- Meeting abstract
- Open Access
PW02-004 - Autoinflammatory syndromes: a clinical review
Pediatric Rheumatologyvolume 11, Article number: A144 (2013)
Autoinflammatory syndromes are a group of rare conditions that cause intermittent episodes of fever and organ system inflammation. The majority of these conditions have been linked to single gene mutations that are involved in the acute inflammatory response. Many of these monogenic disorders, such as Familial Mediterranean Fever (FMF) and Hyper IgD syndrome (HIDS), are more prevalent in certain geographic locations such as Europe and the Mediterranean basin. It is therefore not surprising that the literature describing these conditions has largely originated from these regions. Research on these conditions so far suggests variable presentations due to a variety of modifiers such as genetic polymorphisms and/or environment. There is currently a paucity of studies from mixed populations, such as those found in urban North American centers.

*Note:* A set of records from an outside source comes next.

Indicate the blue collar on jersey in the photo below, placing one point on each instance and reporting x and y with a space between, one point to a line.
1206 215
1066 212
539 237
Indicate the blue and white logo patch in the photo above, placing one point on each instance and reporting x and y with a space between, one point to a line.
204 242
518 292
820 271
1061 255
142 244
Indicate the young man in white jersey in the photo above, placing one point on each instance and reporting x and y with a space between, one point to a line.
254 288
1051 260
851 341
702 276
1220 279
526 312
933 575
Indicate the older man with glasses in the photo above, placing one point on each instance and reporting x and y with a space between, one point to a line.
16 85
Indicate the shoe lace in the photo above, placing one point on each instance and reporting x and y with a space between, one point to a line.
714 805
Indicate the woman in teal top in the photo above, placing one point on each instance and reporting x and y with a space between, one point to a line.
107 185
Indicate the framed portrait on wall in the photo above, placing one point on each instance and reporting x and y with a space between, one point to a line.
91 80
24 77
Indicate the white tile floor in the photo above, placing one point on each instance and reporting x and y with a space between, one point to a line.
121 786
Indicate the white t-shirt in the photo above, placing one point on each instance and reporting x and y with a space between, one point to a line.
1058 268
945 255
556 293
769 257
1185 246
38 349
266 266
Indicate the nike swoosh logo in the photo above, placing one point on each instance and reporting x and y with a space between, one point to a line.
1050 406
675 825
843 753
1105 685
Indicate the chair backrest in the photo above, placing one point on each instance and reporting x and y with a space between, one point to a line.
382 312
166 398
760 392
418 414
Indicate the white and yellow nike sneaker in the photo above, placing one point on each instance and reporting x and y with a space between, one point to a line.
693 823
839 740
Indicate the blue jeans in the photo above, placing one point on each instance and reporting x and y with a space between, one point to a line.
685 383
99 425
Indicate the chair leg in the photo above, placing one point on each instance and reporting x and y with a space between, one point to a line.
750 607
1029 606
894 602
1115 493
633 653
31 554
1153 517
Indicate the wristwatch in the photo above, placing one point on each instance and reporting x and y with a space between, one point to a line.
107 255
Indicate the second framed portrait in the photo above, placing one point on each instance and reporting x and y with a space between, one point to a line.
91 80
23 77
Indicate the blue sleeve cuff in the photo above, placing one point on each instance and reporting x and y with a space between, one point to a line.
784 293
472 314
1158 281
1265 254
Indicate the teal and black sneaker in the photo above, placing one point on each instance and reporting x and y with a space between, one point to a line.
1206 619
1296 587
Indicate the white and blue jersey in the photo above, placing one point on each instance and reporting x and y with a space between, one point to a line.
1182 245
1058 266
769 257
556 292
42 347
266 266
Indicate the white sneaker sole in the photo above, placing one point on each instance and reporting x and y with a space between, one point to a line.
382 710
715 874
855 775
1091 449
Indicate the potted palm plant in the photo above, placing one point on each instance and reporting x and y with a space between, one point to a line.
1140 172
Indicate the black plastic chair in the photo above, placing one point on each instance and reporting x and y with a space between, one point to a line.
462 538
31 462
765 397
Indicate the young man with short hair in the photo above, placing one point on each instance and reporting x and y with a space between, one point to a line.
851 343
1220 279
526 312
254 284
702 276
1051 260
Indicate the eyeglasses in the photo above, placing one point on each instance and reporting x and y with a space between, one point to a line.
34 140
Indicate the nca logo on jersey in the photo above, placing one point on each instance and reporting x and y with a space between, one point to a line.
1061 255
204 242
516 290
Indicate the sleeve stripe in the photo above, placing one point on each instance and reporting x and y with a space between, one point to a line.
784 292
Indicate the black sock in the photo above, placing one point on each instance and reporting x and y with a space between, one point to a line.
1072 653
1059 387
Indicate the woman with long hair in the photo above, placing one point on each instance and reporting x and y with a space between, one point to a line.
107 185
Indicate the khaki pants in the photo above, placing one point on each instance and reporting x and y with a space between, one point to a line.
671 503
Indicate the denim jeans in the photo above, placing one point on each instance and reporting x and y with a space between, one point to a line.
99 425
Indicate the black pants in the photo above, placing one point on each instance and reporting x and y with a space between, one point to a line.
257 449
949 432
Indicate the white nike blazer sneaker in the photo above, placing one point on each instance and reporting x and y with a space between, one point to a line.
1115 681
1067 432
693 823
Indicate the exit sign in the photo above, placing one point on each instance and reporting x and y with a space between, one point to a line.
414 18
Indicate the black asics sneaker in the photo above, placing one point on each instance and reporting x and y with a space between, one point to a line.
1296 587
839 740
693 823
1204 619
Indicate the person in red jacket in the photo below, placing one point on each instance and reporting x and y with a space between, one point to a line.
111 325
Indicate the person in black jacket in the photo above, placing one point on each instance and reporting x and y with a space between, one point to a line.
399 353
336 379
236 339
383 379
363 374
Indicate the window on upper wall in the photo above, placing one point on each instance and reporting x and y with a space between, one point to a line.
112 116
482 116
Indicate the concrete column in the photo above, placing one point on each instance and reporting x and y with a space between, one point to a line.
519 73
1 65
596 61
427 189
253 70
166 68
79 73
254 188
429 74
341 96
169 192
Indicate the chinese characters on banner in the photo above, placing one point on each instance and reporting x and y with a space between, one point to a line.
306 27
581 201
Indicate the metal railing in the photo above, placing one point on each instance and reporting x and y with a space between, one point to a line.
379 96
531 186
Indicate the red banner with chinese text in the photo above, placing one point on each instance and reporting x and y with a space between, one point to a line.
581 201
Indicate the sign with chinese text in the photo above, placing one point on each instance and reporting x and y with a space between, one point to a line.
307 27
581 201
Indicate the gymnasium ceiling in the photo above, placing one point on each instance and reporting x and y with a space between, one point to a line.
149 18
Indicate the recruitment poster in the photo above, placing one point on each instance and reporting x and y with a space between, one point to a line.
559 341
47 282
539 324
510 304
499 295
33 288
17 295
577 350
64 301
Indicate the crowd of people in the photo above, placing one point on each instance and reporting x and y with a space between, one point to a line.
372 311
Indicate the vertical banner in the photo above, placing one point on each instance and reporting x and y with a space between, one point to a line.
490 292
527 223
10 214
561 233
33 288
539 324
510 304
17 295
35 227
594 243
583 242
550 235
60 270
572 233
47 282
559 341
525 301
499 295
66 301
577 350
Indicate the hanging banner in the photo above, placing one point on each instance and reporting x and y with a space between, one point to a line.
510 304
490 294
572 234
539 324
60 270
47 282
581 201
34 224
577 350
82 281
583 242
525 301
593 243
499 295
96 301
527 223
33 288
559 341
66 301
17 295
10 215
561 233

To describe the clinical and laboratory features of children with autoinflammatory syndromes as seen in a large, North American pediatric rheumatology clinic.
We conducted a retrospective chart review of children evaluated for periodic fevers from 2002-2012 at the Rheumatology Clinic in Boston Children’s Hospital. Charts were first identified by searching for key words or billing codes related to autoinflammatory syndromes. A manual chart review was then performed to confirm appropriate case identification. Diagnosis of autoinflammatory syndromes was based on expert opinion as well as on genetic testing if available.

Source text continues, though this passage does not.